In need of attention

A long walk today took me on paths through fields, and lanes through farms,  across the valley in an area I don't often traverse. Heading homeward I descended past a small dwelling that must have lain empty for a few years, although  I remember when an old man was still farming there. He and his wife are gone now and the place is shut up but not locked so I took a peep inside. I can never resist an empty house.

Some effort must have been made to clear it out and maybe make a start on renovating it but all had been abandoned at some point. In truth the fabric is too far gone with damp and rot to merit anything except a complete rebuild. It did not have much going for it in any case being, probably, a 20th century replacement of an older property. The structure was shoddy and the place had little charm,  situated down in a damp shady hollow. All the remaining decorations and furnishings were meagre and sad and it seemed that the occupants' lives had been meagre and sad too. (This shot is of an upstairs room.)

Some  possessions were piled on a table, damp, grimy and furred with mildew. There were a few framed certificates, one being  a Certificate of Merit awarded at school in 1938 by the South Wales Temperance and Band of Hope Union to James Francis Evans for Excellence in Reproducing a Lecture on the Nature & Effects of Alcohol. There were pamphlets on the Diseases of Poultry and on Botanical Remedies. There were two books. One was a copy of Mrs Beeton's Book of Household Management, identical to the one my mother (and all mothers) owned. Inserted was a single handwritten recipe for egg flip (6 eggs, 4 lemons and half a bottle of rum...I bet young Jimmy didn't mention that in his temperance essay!) The other book was a huge leather-bound Welsh bible with colour plates and metal clasps. In the front were records of Evans family births and deaths from 1889 to 1965, including Edgar Evans who "died of wounds in France, in the German War, May 25th 1917, buried at Mendinghem" [one of the huge Belgian war grave cemeteries.]

Otherwise there was nothing to tell me any more about this family except they farmed the land, read the bible and sent sons to fight in foreign lands. There was nothing to suggest they played games, read magazines, wrote letters or had any hobbies. Their lives seemed impoverished, not so much by lack of money as by lack of imagination or lack of opportunity.

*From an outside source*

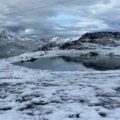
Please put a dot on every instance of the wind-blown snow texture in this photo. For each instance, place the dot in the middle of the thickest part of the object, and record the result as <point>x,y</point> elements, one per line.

This chimes in with a book I am reading called The Comfort of Things by an anthropologist, Daniel Miller. In an attempt to understand  the ordinary lives of ordinary people living today he spent many months getting to know 30 inhabitants of one random London street. He talked to them about what mattered most to them and found that it was often material things, their possessions: pets, clothes, collections, books, music, decorations, adornments, in fact all the things that make us what we are.  So often we bewail our clutter or deplore the materialism of modern society, assuming that acquisition of 'stuff' impedes our social and emotional functioning. From his study the anthropologist concluded that the  opposite was true. Our possessions define us and usually the closer our relationships are with objects, the closer our relationships  are with people. Those interviewees who possessed very little and whose living quarters were bare, had emptier lives while those who had accrued 'stuff' (not in terms of wealth) had richer lives in every way. Far from being mere consumers they were able to imbue their lives with meaning via their material possessions.  As if the ability, or sense of permission, to explore, create or acquire such things and make them personal goes hand in hand with the same impulse to embrace ideas and relationships.

I get the feeling that the heavy weight of the Bible pressed the life out of the Evans family and there was not enough egg flip to rescue it.